246. En primer término, la Corte considera que las circunstancias que rodearon la muerte de Johan
Alexis Ortiz Hernández fueron de una naturaleza tal que le causaron profundo temor y angustia,
por lo que debe ser compensado. En virtud de ello, la Corte ordena, en equidad, el pago de la
suma de US$ 65.000,00 (sesenta y cinco mil dólares de los Estados Unidos de América) por
concepto de daño inmaterial. Este monto deberá ser distribuido en partes iguales entre su padre y
madre, Edgar Humberto Ortiz Ruiz y Zaida Hernández de Arellano.
247. En segundo término, la Corte estima que Zaida Hernández de Arellano y Edgar Humberto Ortiz
Ruiz se vieron afectados como consecuencia de la muerte de su hijo y la constante denegación de
justicia, así como las amenazas y hostigamientos sufridos en su lucha por conocer la verdad de los
hechos. Todo ello se ha traducido en la experimentación de grandes sufrimientos que repercutieron
en su dinámica familiar y condición socioeconómica.

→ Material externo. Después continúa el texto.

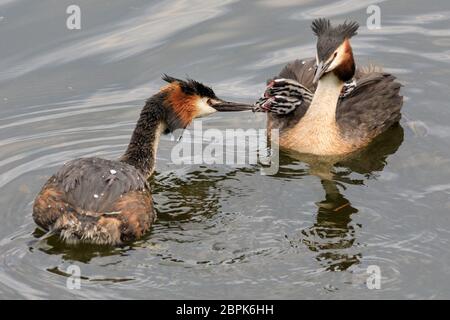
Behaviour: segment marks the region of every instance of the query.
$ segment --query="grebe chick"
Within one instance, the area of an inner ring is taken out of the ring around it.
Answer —
[[[356,69],[350,38],[355,22],[332,26],[316,19],[316,59],[289,63],[269,81],[254,111],[268,113],[282,148],[319,156],[345,155],[367,146],[398,123],[401,85],[379,68]]]
[[[117,245],[139,239],[156,218],[147,179],[160,134],[216,111],[251,109],[217,98],[195,80],[163,79],[169,84],[147,100],[122,157],[72,160],[50,177],[33,206],[38,226],[67,243]]]

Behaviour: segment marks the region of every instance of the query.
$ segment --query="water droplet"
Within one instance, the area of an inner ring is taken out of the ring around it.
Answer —
[[[111,172],[111,174],[116,174],[117,173],[117,171],[114,170],[114,169],[109,170],[109,172]]]
[[[94,198],[97,199],[98,198],[98,194],[94,194]]]

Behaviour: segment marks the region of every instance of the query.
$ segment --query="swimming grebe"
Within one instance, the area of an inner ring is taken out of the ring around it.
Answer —
[[[268,112],[282,148],[320,156],[358,150],[400,120],[401,85],[377,68],[356,69],[350,38],[356,22],[312,23],[316,59],[286,65],[254,111]]]
[[[147,179],[155,168],[160,134],[216,111],[251,109],[217,98],[197,81],[163,79],[169,85],[147,100],[122,157],[76,159],[50,177],[34,202],[37,225],[67,243],[117,245],[140,238],[156,218]]]

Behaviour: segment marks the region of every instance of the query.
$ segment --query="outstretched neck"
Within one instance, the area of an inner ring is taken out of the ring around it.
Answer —
[[[333,72],[324,75],[317,85],[316,92],[305,117],[321,119],[324,124],[336,121],[336,108],[344,82]]]
[[[159,138],[166,129],[164,97],[151,97],[141,111],[128,148],[120,161],[131,164],[149,178],[155,170]]]

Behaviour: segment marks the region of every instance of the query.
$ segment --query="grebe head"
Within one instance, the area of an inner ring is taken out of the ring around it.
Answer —
[[[214,91],[193,79],[181,80],[163,75],[169,85],[162,88],[165,105],[168,108],[167,131],[186,128],[193,119],[207,116],[217,111],[246,111],[252,106],[219,99]]]
[[[314,82],[333,72],[341,81],[346,82],[355,74],[355,61],[349,39],[357,34],[357,22],[344,22],[333,27],[330,20],[315,19],[311,29],[317,36],[317,69]]]

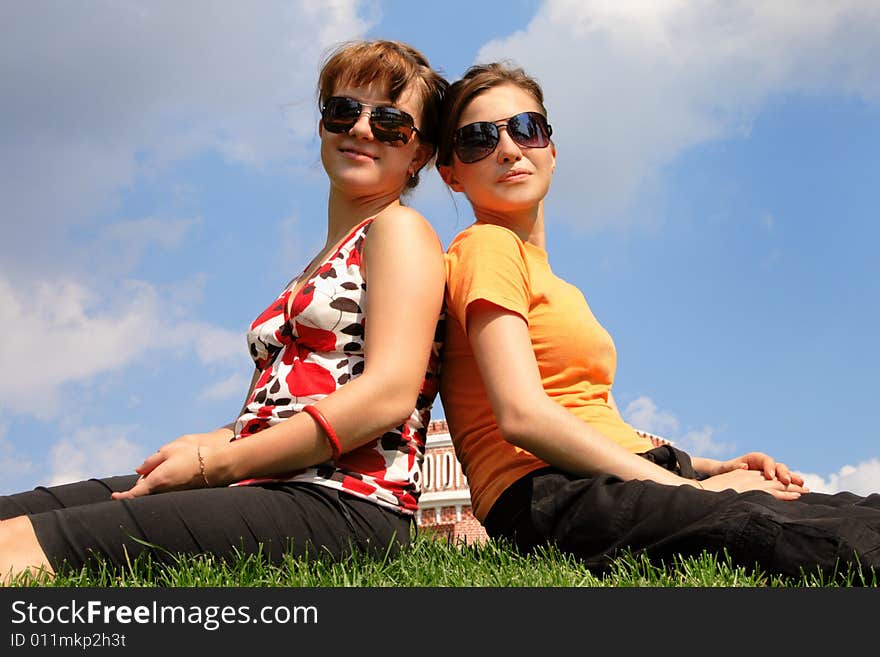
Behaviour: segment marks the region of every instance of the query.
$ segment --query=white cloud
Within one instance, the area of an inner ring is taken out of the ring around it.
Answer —
[[[249,385],[250,379],[244,374],[233,374],[205,388],[199,395],[199,399],[206,401],[237,399],[244,402]]]
[[[812,473],[799,473],[807,488],[817,493],[849,491],[857,495],[880,493],[880,459],[862,461],[858,465],[845,465],[838,472],[824,478]]]
[[[187,322],[178,328],[178,332],[186,336],[182,339],[183,343],[187,346],[193,345],[199,360],[205,365],[240,363],[247,358],[247,342],[242,332],[218,328],[204,322]]]
[[[133,271],[153,246],[164,250],[179,248],[187,235],[202,224],[200,217],[143,217],[115,221],[102,227],[87,244],[87,258],[101,254],[103,272],[116,276]],[[94,263],[92,263],[94,265]]]
[[[477,61],[544,87],[559,147],[553,196],[583,226],[622,219],[685,149],[747,135],[788,93],[880,100],[880,4],[548,0]],[[571,208],[576,208],[572,212]]]
[[[0,276],[0,400],[37,417],[59,410],[59,393],[120,370],[151,351],[192,350],[201,362],[244,358],[244,336],[203,322],[170,323],[155,289],[124,281],[118,298],[99,298],[72,280],[15,288]]]
[[[51,415],[66,384],[124,366],[159,339],[155,293],[124,285],[128,300],[97,308],[74,281],[15,289],[0,278],[0,399],[13,410]]]
[[[678,432],[678,418],[657,408],[650,397],[638,397],[626,405],[623,416],[637,429],[658,436],[672,436]]]
[[[652,433],[672,441],[676,447],[693,456],[725,457],[733,456],[734,445],[718,443],[713,439],[715,430],[706,426],[681,433],[676,415],[658,408],[650,397],[638,397],[622,409],[621,415],[636,429]]]
[[[719,459],[732,457],[736,445],[716,442],[714,434],[715,429],[706,426],[702,429],[688,431],[676,444],[688,454],[696,456]]]
[[[739,456],[734,453],[733,443],[719,443],[714,439],[712,427],[679,431],[679,421],[675,414],[661,410],[650,397],[638,397],[629,402],[621,414],[637,429],[672,441],[676,447],[692,456],[704,456],[721,460]],[[837,493],[849,491],[857,495],[880,493],[880,459],[863,461],[856,466],[845,465],[838,472],[826,477],[814,473],[798,472],[811,491],[817,493]]]
[[[167,290],[169,300],[178,307],[202,303],[205,300],[205,286],[210,278],[207,273],[201,272],[188,279],[174,281],[174,285]]]
[[[131,248],[134,245],[158,244],[166,249],[183,243],[190,228],[202,223],[200,218],[162,219],[144,217],[118,221],[102,231],[102,238],[112,246],[119,244]]]
[[[129,440],[130,432],[124,426],[83,427],[58,441],[49,453],[49,485],[133,473],[147,454]]]
[[[320,59],[366,31],[358,8],[0,3],[3,260],[52,264],[59,228],[94,220],[140,176],[195,153],[298,161],[314,139]]]
[[[676,447],[692,456],[726,460],[739,456],[733,443],[719,443],[714,439],[715,429],[706,426],[680,433],[679,420],[674,413],[658,408],[650,397],[638,397],[622,409],[621,415],[632,426],[671,440]],[[856,466],[846,465],[826,477],[799,472],[807,488],[821,493],[849,491],[858,495],[880,493],[880,459],[863,461]]]

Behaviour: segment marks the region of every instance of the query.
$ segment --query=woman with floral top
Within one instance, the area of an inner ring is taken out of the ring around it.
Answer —
[[[134,475],[0,498],[0,577],[144,551],[277,563],[408,544],[445,272],[435,231],[401,195],[434,156],[447,86],[399,42],[351,42],[327,58],[326,242],[251,324],[240,413],[168,442]]]

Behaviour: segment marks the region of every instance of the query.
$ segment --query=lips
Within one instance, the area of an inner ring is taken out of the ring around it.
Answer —
[[[339,152],[346,155],[353,155],[355,157],[368,157],[371,160],[379,159],[377,156],[373,155],[369,151],[365,151],[360,148],[340,148]]]
[[[498,179],[498,182],[507,182],[509,180],[518,180],[521,178],[527,178],[528,176],[531,176],[531,175],[532,175],[532,172],[526,171],[525,169],[511,169],[510,171],[505,173],[503,176],[501,176]]]

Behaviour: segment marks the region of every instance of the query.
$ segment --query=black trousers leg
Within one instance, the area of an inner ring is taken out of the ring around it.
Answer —
[[[737,565],[796,577],[849,565],[880,573],[880,495],[702,491],[612,476],[532,473],[508,488],[486,518],[490,536],[532,549],[547,542],[604,569],[624,549],[670,562],[726,552]]]
[[[82,504],[107,502],[110,493],[128,490],[134,486],[137,478],[137,475],[120,475],[59,486],[39,486],[23,493],[0,495],[0,520]]]
[[[111,500],[133,477],[40,488],[0,498],[0,518],[27,514],[49,562],[79,568],[93,558],[125,565],[143,552],[225,559],[285,554],[332,559],[396,554],[410,518],[348,493],[311,484],[203,488]]]

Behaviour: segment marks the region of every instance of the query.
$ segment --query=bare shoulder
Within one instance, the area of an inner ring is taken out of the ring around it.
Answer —
[[[429,247],[441,248],[440,238],[431,223],[418,210],[396,205],[386,208],[373,220],[369,237],[379,237],[377,242],[418,241]]]
[[[434,227],[412,208],[386,208],[373,220],[364,243],[365,270],[377,266],[391,276],[440,277],[445,280],[443,244]],[[381,263],[377,265],[376,263]]]

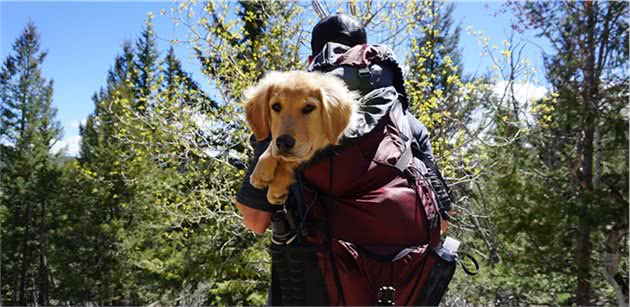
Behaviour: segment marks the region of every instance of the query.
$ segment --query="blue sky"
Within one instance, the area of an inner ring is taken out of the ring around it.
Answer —
[[[0,0],[0,56],[4,59],[11,52],[13,41],[24,25],[32,20],[38,26],[43,49],[48,56],[43,66],[46,78],[55,80],[54,103],[58,108],[57,119],[64,128],[62,144],[68,145],[69,152],[76,154],[78,149],[78,123],[94,110],[91,96],[105,83],[107,70],[114,57],[120,53],[124,40],[135,41],[140,34],[147,12],[155,13],[155,30],[160,39],[158,47],[161,55],[168,48],[168,40],[182,38],[182,27],[175,27],[168,17],[161,16],[160,10],[170,8],[172,2],[49,2]],[[475,39],[466,33],[472,26],[482,30],[492,39],[493,44],[501,45],[507,38],[512,16],[494,16],[501,6],[498,2],[456,2],[455,20],[462,26],[460,46],[463,55],[464,71],[482,72],[489,61],[479,56],[481,48]],[[544,41],[526,34],[525,39],[546,46]],[[525,55],[532,59],[538,68],[538,79],[542,80],[542,63],[539,47],[529,45]],[[184,68],[193,74],[204,88],[208,80],[201,74],[199,66],[192,59],[190,50],[184,46],[176,48]]]

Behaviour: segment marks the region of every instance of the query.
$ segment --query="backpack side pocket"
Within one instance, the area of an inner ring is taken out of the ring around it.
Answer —
[[[425,267],[430,268],[426,274],[426,282],[418,299],[413,303],[417,306],[437,306],[448,290],[457,267],[456,255],[442,247],[433,249],[428,255]]]

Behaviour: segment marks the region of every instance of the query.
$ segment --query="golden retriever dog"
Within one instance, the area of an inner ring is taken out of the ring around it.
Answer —
[[[337,145],[356,110],[357,94],[343,80],[319,72],[271,72],[245,92],[247,123],[258,141],[271,143],[250,176],[268,187],[267,200],[283,204],[294,171],[328,145]]]

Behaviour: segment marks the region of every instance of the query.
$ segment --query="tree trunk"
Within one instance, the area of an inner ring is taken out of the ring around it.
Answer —
[[[577,252],[575,262],[577,264],[577,291],[578,306],[590,305],[591,302],[591,224],[581,218],[578,225]]]
[[[30,265],[30,250],[28,248],[28,238],[31,226],[31,203],[28,200],[26,202],[26,219],[24,221],[26,227],[24,230],[24,237],[22,238],[22,266],[20,269],[19,288],[17,291],[17,304],[22,306],[26,306],[26,271],[28,271],[28,267]]]
[[[580,165],[581,172],[579,176],[581,184],[581,201],[582,211],[579,216],[578,222],[578,237],[577,237],[577,249],[576,249],[576,264],[577,264],[577,290],[576,299],[577,304],[584,306],[591,304],[591,210],[592,197],[589,197],[593,193],[593,141],[595,137],[595,102],[597,93],[597,81],[595,75],[595,48],[597,43],[595,41],[595,24],[597,8],[593,7],[593,2],[583,2],[584,13],[586,15],[585,29],[582,34],[585,36],[585,41],[582,41],[582,50],[585,55],[585,62],[582,68],[584,74],[583,91],[582,91],[582,106],[580,115],[580,138],[581,146],[578,148],[577,155],[581,157],[581,161],[578,158],[578,165]],[[576,165],[577,166],[577,165]]]
[[[46,201],[42,201],[42,214],[39,225],[39,298],[41,305],[48,306],[48,259],[46,257]]]
[[[617,305],[628,306],[628,285],[625,280],[618,278],[620,276],[619,263],[621,261],[621,253],[619,247],[625,244],[624,240],[628,231],[628,216],[624,216],[623,221],[615,225],[606,235],[604,249],[604,276],[606,281],[615,289],[617,296]]]

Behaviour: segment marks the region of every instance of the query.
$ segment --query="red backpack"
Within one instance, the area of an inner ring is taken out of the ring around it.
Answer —
[[[339,46],[329,70],[393,60]],[[371,89],[362,106],[381,112],[304,165],[288,202],[296,205],[272,217],[273,305],[437,305],[454,274],[427,178],[434,165],[411,133],[404,87]]]

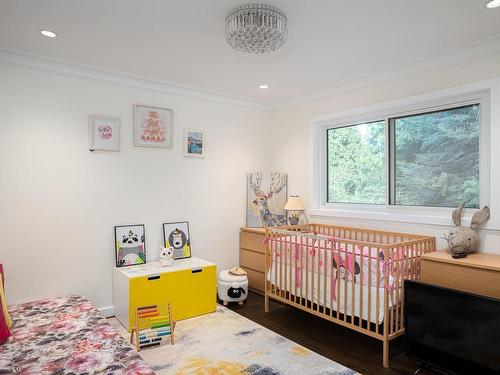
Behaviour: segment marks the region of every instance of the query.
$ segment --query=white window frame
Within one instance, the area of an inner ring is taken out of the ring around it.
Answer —
[[[326,115],[310,123],[310,215],[397,221],[418,224],[450,225],[453,208],[399,206],[389,204],[389,174],[386,175],[386,204],[329,203],[327,201],[327,130],[374,121],[385,121],[386,148],[389,144],[389,120],[395,117],[480,104],[479,129],[479,204],[490,205],[490,90],[472,90],[442,95],[439,93],[402,99]],[[385,168],[389,168],[389,152],[385,152]],[[468,225],[477,209],[464,210],[463,225]]]

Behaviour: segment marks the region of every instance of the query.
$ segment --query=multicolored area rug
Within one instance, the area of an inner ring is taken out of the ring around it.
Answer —
[[[113,324],[129,339],[116,319]],[[140,355],[159,375],[357,374],[222,306],[178,322],[175,345],[144,349]]]

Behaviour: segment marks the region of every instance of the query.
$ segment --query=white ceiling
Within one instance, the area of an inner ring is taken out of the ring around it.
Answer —
[[[247,2],[2,0],[0,47],[276,102],[500,34],[486,0],[269,0],[288,42],[249,55],[224,39],[228,11]]]

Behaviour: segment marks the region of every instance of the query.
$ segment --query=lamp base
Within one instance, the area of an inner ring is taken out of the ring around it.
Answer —
[[[297,225],[299,223],[299,218],[294,217],[294,216],[290,216],[288,218],[288,221],[290,222],[290,225]]]

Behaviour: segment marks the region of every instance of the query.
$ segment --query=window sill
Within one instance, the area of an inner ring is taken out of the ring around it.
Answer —
[[[451,219],[453,208],[434,207],[388,207],[369,205],[338,205],[322,206],[309,211],[310,216],[338,217],[358,220],[377,220],[409,224],[439,225],[453,227]],[[472,215],[477,210],[466,209],[462,218],[462,225],[469,226]],[[481,229],[499,230],[500,225],[491,220]]]

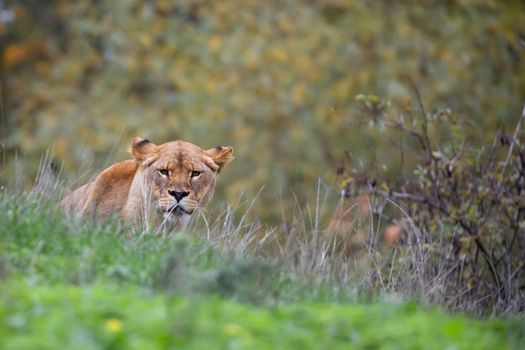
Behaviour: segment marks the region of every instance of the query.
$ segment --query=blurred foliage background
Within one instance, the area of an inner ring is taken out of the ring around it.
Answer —
[[[336,188],[347,151],[392,166],[391,140],[358,127],[356,95],[409,110],[412,80],[476,137],[514,125],[524,19],[511,0],[0,1],[3,168],[16,154],[35,174],[52,149],[78,174],[126,158],[136,135],[231,145],[218,195],[265,186],[257,214],[276,219],[291,191]]]

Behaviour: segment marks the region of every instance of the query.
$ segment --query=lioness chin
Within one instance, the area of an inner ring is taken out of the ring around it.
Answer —
[[[140,137],[128,151],[133,159],[111,165],[61,206],[84,218],[116,215],[135,226],[170,221],[181,229],[211,198],[217,174],[233,159],[232,147],[204,150],[185,141],[157,146]]]

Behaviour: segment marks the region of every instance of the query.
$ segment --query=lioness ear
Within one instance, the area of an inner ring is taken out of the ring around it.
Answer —
[[[206,151],[215,164],[219,167],[217,171],[220,171],[226,164],[233,160],[233,147],[230,146],[217,146],[210,148]]]
[[[128,152],[131,153],[135,160],[141,163],[151,163],[154,159],[157,146],[148,139],[134,137],[129,145]]]

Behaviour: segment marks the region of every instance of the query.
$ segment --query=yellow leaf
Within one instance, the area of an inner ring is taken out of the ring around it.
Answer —
[[[273,47],[268,52],[268,57],[277,62],[286,62],[288,60],[288,54],[285,50],[280,47]]]
[[[210,51],[213,53],[217,53],[221,46],[222,46],[222,38],[218,36],[212,36],[210,40],[208,40],[208,47],[210,48]]]
[[[292,88],[292,100],[296,106],[300,106],[304,103],[305,90],[306,88],[304,84],[296,84]]]

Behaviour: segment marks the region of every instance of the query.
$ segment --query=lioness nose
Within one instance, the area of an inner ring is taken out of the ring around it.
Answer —
[[[189,195],[190,193],[189,192],[178,192],[178,191],[168,191],[168,193],[170,195],[172,195],[173,197],[175,197],[175,199],[177,200],[177,202],[180,202],[180,200],[184,197],[186,197],[187,195]]]

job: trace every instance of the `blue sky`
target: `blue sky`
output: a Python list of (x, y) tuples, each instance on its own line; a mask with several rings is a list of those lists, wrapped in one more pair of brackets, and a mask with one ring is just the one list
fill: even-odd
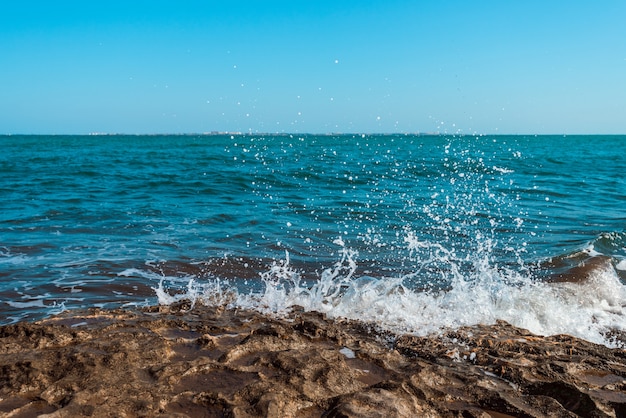
[(0, 134), (626, 133), (626, 2), (11, 1)]

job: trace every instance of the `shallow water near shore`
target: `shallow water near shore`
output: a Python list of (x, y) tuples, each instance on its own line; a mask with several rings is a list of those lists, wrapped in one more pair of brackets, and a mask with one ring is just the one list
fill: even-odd
[(622, 346), (624, 141), (0, 137), (0, 323), (189, 299)]

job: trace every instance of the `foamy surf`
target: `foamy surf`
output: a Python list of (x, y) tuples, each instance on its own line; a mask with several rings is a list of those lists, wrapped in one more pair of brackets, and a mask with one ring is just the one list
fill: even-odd
[[(416, 245), (415, 240), (408, 241)], [(227, 305), (277, 316), (302, 307), (399, 334), (437, 335), (450, 328), (504, 320), (538, 335), (568, 334), (608, 347), (625, 346), (620, 333), (625, 331), (626, 288), (610, 263), (591, 271), (586, 280), (551, 283), (529, 270), (494, 265), (488, 256), (477, 253), (471, 269), (448, 260), (452, 281), (447, 288), (424, 290), (409, 287), (407, 276), (359, 276), (358, 254), (340, 239), (335, 244), (340, 246), (340, 259), (312, 285), (291, 267), (286, 253), (261, 274), (261, 292), (241, 292), (223, 280), (202, 283), (194, 279), (173, 295), (163, 280), (155, 291), (159, 303), (165, 305), (188, 299), (193, 304)]]

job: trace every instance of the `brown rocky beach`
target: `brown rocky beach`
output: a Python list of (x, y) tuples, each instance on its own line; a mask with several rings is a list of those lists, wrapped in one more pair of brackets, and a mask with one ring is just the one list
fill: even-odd
[(6, 417), (624, 417), (626, 350), (189, 304), (0, 327)]

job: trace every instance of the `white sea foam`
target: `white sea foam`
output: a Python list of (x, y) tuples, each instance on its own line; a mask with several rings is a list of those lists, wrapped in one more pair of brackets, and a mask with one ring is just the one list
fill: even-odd
[(12, 254), (6, 247), (0, 247), (0, 265), (23, 265), (29, 261), (24, 254)]
[[(407, 234), (409, 248), (424, 248)], [(156, 290), (159, 302), (170, 304), (191, 299), (205, 304), (229, 304), (282, 315), (294, 306), (376, 323), (383, 329), (414, 335), (432, 335), (447, 328), (492, 324), (505, 320), (539, 335), (569, 334), (607, 346), (623, 346), (611, 339), (611, 331), (626, 330), (626, 287), (607, 264), (581, 283), (546, 283), (529, 273), (493, 265), (488, 240), (464, 270), (452, 259), (453, 279), (448, 289), (417, 291), (406, 277), (357, 277), (356, 252), (340, 239), (340, 260), (324, 270), (313, 286), (305, 286), (290, 265), (289, 254), (262, 274), (261, 293), (239, 293), (227, 282), (198, 283), (189, 280), (183, 293), (170, 295), (163, 282)], [(450, 255), (441, 245), (437, 254)], [(427, 260), (428, 262), (428, 260)], [(420, 267), (416, 266), (416, 271)]]
[(37, 300), (31, 300), (28, 302), (16, 302), (16, 301), (12, 301), (9, 300), (6, 302), (10, 307), (12, 308), (19, 308), (19, 309), (24, 309), (24, 308), (43, 308), (46, 305), (44, 305), (43, 300), (41, 299), (37, 299)]

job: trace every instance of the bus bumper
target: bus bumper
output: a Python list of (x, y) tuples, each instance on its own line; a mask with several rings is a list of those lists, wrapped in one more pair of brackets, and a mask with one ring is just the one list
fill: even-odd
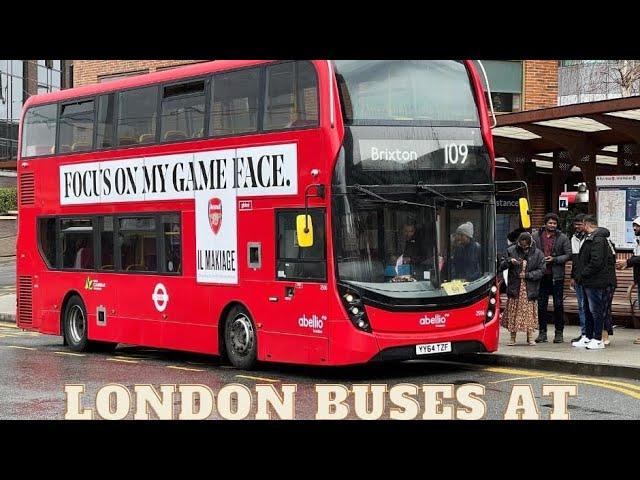
[[(498, 349), (499, 315), (487, 323), (433, 332), (429, 334), (408, 333), (366, 333), (355, 329), (349, 322), (334, 326), (342, 330), (339, 334), (345, 341), (338, 348), (338, 342), (331, 343), (329, 362), (331, 365), (351, 365), (378, 361), (428, 360), (441, 355), (462, 353), (495, 352)], [(337, 333), (334, 331), (334, 333)], [(335, 336), (334, 336), (335, 338)], [(416, 354), (416, 345), (425, 343), (451, 342), (451, 352), (446, 354)]]

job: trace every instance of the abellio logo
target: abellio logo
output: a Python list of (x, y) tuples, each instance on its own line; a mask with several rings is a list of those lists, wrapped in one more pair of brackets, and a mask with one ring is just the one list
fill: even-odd
[(327, 320), (326, 315), (311, 315), (307, 317), (306, 315), (302, 315), (298, 318), (298, 326), (302, 328), (310, 328), (313, 330), (313, 333), (322, 333), (322, 329), (324, 328), (324, 322)]
[(427, 325), (433, 325), (436, 327), (446, 327), (447, 326), (447, 318), (449, 314), (445, 314), (444, 316), (440, 315), (439, 313), (437, 313), (436, 315), (434, 315), (433, 317), (428, 317), (428, 316), (424, 316), (422, 318), (420, 318), (420, 325), (423, 326), (427, 326)]

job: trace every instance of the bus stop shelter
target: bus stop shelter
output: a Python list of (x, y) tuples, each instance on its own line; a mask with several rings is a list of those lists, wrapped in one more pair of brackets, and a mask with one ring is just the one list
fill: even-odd
[(524, 180), (533, 223), (558, 211), (571, 176), (589, 190), (595, 214), (596, 176), (640, 174), (640, 96), (510, 113), (493, 130), (497, 179)]

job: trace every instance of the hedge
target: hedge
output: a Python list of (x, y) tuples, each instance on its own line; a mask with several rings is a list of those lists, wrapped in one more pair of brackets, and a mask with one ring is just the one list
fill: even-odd
[(0, 212), (18, 209), (18, 189), (0, 188)]

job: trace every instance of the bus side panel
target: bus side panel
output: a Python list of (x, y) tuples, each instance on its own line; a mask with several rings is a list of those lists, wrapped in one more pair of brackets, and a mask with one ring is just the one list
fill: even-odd
[(262, 331), (258, 334), (258, 359), (284, 363), (326, 365), (329, 340), (308, 335)]

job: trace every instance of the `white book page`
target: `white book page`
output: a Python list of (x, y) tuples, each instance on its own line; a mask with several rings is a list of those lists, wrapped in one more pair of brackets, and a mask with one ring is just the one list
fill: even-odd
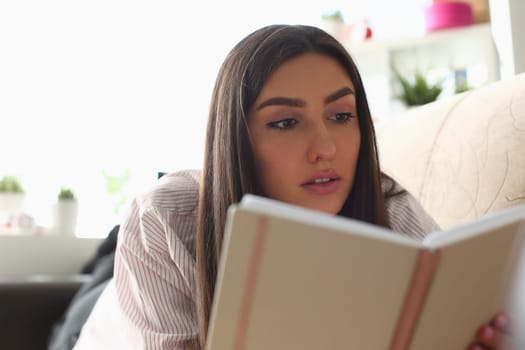
[(281, 201), (247, 194), (239, 205), (241, 208), (279, 218), (303, 222), (317, 227), (330, 227), (338, 231), (366, 236), (392, 243), (421, 247), (421, 243), (392, 230), (366, 222), (322, 213)]
[(485, 232), (495, 231), (503, 226), (519, 221), (525, 222), (525, 205), (507, 208), (497, 213), (457, 225), (446, 231), (432, 232), (425, 237), (423, 245), (433, 248), (444, 247), (481, 235)]

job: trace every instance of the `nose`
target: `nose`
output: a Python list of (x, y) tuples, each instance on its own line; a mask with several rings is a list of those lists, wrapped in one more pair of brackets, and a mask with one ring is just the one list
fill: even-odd
[(315, 128), (310, 136), (306, 157), (309, 162), (316, 163), (322, 160), (332, 160), (335, 156), (336, 145), (326, 125)]

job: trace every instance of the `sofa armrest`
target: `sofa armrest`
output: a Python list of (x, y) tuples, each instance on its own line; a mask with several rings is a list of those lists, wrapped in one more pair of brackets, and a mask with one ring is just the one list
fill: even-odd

Por lo anterior, la Corte fija en equidad la suma
de US$ 35.000,00 (treinta y cinco mil dólares de los Estados Unidos de América) para cada uno, por
concepto de daño inmaterial, a favor de la señora Zaida Hernández de Arellano y del señor Edgar
Humberto Ortiz Ruiz.
243
Cfr. Caso Suárez Rosero Vs. Ecuador. Reparaciones y Costas. Sentencia de 20 de enero de 1999. Serie C No. 44,
párr. 72, y Caso Acosta y otros Vs. Nicaragua, supra, párr. 252, punto resolutivo 8.
244
Caso de los Niños de la Calle (Villagrán Morales y otros) Vs. Guatemala. Reparaciones y Costas, supra, párr. 84, y
Caso Acosta y otros Vs. Nicaragua, supra, párr. 236.